The free path above is enough to wire up an agent that discovers, schemas, and previews every Vaultfire surface. When you want to execute a payable action:

  1. POST to the action endpoint with a valid body and an X-PAYMENT header carrying a signed EIP-3009 USDC authorization (standard x402 client behavior — any x402-fetch or x402-axios client handles this for you).
  2. The response is the unsigned calldata for the on-chain action plus a settlement receipt. You sign and broadcast from your own wallet — Vaultfire never touches your key.
  3. The action settles on Base (or your chosen network: base, avalanche, arbitrum, polygon).
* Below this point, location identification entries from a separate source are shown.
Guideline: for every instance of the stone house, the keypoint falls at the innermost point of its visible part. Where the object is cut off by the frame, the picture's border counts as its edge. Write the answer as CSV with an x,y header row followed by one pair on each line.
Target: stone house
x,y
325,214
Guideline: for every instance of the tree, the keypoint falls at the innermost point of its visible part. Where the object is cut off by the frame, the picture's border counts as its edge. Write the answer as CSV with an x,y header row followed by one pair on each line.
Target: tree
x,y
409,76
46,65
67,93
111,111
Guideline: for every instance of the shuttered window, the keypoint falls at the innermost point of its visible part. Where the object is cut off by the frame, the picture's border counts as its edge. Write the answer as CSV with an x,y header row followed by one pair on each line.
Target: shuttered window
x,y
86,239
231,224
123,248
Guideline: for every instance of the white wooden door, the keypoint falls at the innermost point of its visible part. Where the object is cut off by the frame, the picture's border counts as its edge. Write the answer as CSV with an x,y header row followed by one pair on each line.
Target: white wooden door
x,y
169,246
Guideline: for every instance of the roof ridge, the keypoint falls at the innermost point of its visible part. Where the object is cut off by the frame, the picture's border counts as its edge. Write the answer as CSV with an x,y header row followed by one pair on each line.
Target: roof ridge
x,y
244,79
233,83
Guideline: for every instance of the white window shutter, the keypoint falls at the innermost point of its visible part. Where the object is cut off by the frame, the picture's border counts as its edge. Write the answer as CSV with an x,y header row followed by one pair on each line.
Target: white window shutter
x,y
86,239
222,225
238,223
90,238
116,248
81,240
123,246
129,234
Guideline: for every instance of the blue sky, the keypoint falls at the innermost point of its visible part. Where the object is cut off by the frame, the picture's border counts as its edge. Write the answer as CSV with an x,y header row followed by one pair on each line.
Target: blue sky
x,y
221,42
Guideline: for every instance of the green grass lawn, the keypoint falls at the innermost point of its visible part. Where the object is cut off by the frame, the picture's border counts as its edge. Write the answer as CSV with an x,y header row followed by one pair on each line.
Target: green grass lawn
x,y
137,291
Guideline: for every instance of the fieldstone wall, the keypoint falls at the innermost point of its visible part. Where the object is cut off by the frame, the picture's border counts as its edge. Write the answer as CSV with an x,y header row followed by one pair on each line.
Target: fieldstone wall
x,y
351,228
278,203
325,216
Reference x402 client snippet (Node):

javascript
import { wrapFetchWithPayment } from "x402-fetch";
import { createWalletClient, http } from "viem";
import { privateKeyToAccount } from "viem/accounts";
import { base } from "viem/chains";

const account = privateKeyToAccount(process.env.PRIVATE_KEY);
const wallet = createWalletClient({ account, chain: base, transport: http() });
const fetchWithPay = wrapFetchWithPayment(fetch, wallet);

const res = await fetchWithPay(
  "https://theloopbreaker.com/api/x402/actions/create-accountability-bond",
  {
    method: "POST",
    headers: { "content-type": "application/json" },
    body: JSON.stringify({
      walletAddress: "0xYourAgentAddress",
      companyName: "Acme Agent Co",
      quarterlyRevenue: "100000",
      stakeWei: "1000000000000000000",
      chain: "base",
    }),
  },
);
const { unsignedCalldata, to, value } = await res.json();
// → sign + broadcast unsignedCalldata from your own wallet

What to read next

Principles

  • No keys. Private keys never leave the caller's wallet. The protocol returns unsigned calldata; the caller signs.
  • No placeholders. Every endpoint, address, score, and price in this guide is live. Run the curls yourself.
  • Self-describing. Every 402 body carries the full input contract. You never need to read documentation to call a Vaultfire endpoint — you just call it.
  • No token. Vaultfire has no native token. USDC is the unit of account for every priced surface.

If a curl in this guide fails, the protocol is down — open an issue at gitlawb.com/ghostkey/vaultfire.